Skip to main content

The Binary Cheatsheet

Are you a programmer who want to learn more about bits and bytes? Or do you just need to freshen up for your project? This cheatsheet is for you.

Background

Looking at your computer screen, what do you see? Text, colours, images, videos and much more. Everything you see, everything you store on your computer, every button you press is a stream of ones and zeros. Why? How does it work?

Computers parts are able to store data via tiny electronic components called flip-flops. They can be set to either of two states: “one” or “zero.” These components can store a single value we call a bit.

To store other values than ones and zeroes, a series of bits can be grouped. If one bit can have two different states, a group of two bits can have four. A group of four bits can have up to sixteen unique states. The amount of different states grows exponentially for every bit that is added to a group. s = n2, where s is the number of states, and n the number of bits within the group.

The de-facto standard is to call a group of bits a byte, and one byte contains 8 bits. The more explicit term for an 8-bit group is octet.

Binary is the purest representation of data on computers, but it isn’t easy to understand what the data represents.

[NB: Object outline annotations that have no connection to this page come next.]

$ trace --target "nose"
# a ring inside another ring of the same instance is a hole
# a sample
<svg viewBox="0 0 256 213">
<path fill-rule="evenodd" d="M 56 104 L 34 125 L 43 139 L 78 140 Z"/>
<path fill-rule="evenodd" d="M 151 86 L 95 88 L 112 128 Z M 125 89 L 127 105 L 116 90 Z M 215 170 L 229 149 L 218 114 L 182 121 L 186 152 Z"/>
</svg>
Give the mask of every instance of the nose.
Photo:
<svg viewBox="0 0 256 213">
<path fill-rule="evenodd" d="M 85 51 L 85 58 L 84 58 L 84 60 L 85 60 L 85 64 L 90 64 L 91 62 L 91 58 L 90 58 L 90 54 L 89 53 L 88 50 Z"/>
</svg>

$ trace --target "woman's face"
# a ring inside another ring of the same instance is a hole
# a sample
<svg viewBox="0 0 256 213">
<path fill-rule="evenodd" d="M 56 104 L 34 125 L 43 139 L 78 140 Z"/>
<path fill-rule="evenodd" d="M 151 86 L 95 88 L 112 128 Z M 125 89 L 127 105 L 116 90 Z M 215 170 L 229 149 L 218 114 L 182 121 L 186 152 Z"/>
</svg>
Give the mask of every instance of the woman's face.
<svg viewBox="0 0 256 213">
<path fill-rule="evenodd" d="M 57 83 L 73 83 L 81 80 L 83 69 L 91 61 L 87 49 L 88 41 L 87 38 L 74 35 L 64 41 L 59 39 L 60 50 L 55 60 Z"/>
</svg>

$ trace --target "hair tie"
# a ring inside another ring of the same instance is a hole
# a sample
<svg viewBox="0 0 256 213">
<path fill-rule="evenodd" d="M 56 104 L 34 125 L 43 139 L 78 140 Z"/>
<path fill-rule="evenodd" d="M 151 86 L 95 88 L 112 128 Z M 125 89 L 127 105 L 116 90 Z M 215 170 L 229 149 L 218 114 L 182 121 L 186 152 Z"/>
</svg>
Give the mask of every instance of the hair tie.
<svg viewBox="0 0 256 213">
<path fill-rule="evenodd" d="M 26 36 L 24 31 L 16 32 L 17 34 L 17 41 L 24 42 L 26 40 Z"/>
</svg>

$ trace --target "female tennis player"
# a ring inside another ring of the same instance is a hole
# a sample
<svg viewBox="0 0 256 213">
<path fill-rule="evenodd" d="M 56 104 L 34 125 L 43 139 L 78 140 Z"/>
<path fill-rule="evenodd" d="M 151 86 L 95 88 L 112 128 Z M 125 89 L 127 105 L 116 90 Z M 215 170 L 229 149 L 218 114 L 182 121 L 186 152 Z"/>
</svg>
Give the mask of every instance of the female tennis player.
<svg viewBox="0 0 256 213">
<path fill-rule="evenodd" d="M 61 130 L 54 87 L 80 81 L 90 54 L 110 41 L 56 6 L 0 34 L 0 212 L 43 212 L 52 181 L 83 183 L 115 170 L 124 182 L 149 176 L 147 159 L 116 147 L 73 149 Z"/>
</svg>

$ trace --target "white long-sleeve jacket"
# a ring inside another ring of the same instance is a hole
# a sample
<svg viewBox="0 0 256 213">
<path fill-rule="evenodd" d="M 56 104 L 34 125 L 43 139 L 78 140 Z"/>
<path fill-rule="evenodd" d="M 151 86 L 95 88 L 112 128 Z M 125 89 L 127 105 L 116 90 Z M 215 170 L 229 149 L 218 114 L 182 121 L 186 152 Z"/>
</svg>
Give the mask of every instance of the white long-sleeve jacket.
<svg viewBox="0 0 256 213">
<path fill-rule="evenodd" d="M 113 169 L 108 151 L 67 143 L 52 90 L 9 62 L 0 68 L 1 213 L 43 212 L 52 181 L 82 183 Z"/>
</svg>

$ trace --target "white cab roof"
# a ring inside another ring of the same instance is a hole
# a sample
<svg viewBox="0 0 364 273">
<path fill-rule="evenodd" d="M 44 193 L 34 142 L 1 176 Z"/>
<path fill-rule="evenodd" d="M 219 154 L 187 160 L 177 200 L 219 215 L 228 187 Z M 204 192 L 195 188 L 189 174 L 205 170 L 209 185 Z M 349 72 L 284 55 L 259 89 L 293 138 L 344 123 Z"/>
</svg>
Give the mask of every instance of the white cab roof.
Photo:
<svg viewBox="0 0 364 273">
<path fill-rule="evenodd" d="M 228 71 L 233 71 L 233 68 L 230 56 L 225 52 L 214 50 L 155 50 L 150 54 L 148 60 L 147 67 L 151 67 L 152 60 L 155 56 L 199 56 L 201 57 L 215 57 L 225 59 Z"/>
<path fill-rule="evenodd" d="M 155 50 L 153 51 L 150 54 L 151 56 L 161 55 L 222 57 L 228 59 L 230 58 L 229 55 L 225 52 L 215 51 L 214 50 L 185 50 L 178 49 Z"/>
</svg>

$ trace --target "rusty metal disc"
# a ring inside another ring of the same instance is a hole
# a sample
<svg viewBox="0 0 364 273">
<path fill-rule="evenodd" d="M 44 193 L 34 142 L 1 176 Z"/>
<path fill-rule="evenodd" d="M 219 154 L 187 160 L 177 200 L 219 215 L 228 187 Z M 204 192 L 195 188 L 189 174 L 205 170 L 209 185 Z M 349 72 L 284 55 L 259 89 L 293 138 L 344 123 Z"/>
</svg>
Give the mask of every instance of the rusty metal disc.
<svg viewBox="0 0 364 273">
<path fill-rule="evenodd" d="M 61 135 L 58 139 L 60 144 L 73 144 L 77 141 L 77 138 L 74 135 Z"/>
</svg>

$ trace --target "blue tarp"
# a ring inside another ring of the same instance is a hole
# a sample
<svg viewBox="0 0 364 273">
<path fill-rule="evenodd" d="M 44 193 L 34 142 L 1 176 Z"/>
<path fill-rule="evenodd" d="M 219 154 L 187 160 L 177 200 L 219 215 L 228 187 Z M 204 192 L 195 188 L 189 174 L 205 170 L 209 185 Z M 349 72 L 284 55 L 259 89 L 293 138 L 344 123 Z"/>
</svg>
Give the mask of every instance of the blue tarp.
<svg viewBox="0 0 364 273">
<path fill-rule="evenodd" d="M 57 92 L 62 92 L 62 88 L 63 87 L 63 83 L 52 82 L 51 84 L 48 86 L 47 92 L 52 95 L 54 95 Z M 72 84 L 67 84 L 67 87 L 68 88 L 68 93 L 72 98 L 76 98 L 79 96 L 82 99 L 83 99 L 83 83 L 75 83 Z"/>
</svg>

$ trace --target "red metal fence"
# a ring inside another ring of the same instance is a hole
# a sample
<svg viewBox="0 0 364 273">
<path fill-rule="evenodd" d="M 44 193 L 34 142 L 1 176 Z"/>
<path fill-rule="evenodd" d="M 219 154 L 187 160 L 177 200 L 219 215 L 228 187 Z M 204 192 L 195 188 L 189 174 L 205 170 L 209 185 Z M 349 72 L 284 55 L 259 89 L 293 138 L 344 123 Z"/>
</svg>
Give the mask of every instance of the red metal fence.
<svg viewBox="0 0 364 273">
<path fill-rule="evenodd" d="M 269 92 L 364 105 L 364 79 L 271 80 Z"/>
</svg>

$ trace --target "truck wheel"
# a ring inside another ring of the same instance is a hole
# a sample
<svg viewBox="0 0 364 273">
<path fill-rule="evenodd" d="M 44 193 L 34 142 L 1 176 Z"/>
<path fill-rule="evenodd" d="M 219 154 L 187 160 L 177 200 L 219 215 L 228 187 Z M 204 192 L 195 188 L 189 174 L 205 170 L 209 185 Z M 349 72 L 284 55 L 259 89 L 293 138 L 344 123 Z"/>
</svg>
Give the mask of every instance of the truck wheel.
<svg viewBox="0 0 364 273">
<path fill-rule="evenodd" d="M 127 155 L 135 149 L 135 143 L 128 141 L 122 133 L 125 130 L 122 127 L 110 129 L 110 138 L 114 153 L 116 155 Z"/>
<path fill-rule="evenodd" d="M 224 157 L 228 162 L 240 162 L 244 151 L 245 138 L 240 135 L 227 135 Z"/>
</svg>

How do we get from binary to other values?

Representation

Many typed programming languages have datatypes like integers, floats, strings, etc. These datatypes tell the computer how to interpret binary data. Instead of modifying bits and bytes to add two integers, we can use arithmetic operators, like a plus (+), and the computer will know what to do at binary level. Dynamically typed languages do the same, but also removes the need to tell which variable has which type.

A common datatype is an unsigned integer (uint). When an integer is signed, the first bit will be used to store whether the integer is a positive or negative integer. When it’s unsigned, the data type can only store positive integers. So a uint is an integer that must be equal or greater than 0.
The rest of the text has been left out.